Il teatro nel cinema
Negli anni successivi appare in diversi film perlopiù drammatici, spesso polizieschi, ma senza disdegnare la commedia, che richiama con più immediatezza la sua solida formazione teatrale. Il teatro continua ad appartenere in modo viscerale alla sua vita, come al suo cinema, che gli propone anche ruoli fatti su misura per la sua natura che resta sostanzialmente di appassionato teatrante. In questo senso è interessante citare 588, rue Paradis (1992) di Henri Verneuil, sequel di Mayrig, che era la storia parzialmente autobiografica di una famiglia decaduta di ricchi armatori armeni trapiantati in Francia per sfuggire al genocidio, e in cui Berry appariva solo in qualità di voce narrante. In questo sequel invece Richard incarna il protagonista Azad Zakarian, che si fa conoscere con lo pseudonimo francese di Pierre Zakar. Venuto su dal nulla, Azad è un commediografo di successo che si lascia travolgere dal nuovo mondo in cui vive, arrivando quasi a vergognarsi delle sue radici, fino a portare rimorso per la morte del vecchio padre (un intenso Omar Sharif), ucciso più dalle parole del figlio che dalla vecchiaia. L'interpretazione di Berry è molto suggestiva, malinconica e "teatrale" anche nel suo gioco di luci ed ombre, che rivela senza perbenismo gli aspetti negativi del personaggio.

L'impegno da regista
In un'intervista Berry racconta che in seguito ad un incidente in moto insieme all'amico attore e regista Patrick Timsit, pensò di dirigere personalmente un film.
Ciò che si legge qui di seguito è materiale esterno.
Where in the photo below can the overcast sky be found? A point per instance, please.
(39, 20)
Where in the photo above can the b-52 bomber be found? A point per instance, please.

Nasce così la commedia L'Art (délicat) de la séduction (2000), la storia di Etienne, un misogino (interpretato dallo stesso Timsit) che trova il grande amore in Laure, per il cui ruolo Berry scrittura la deliziosa Cécile de France, che rivorrà anche nel successivo Moi Cèsar, 10 ans ½, 1m39 (2003), ancora una commedia, prima di imboccare la strada del thriller. Su un soggetto di Tonino Benacquista, dirige infatti La Boîte noire (2005), giallo psicologico incentrato sulla storia di Arthur Seligman, un uomo affetto da sindrome confusionale, che tenta di venire a capo del mistero che attanaglia la sua mente. Nel 2010, sempre muovendosi sulla scia del poliziesco, traspone il romanzo di Franz-Olivier Gisbert e ne ricava L'Immortale, interpretato dal mitico Jean Reno, nei panni di Charles Mattei, un ex malavitoso che vorrebbe passare alla retta via, ma il cui cammino è intralciato dai fantasmi del suo passato.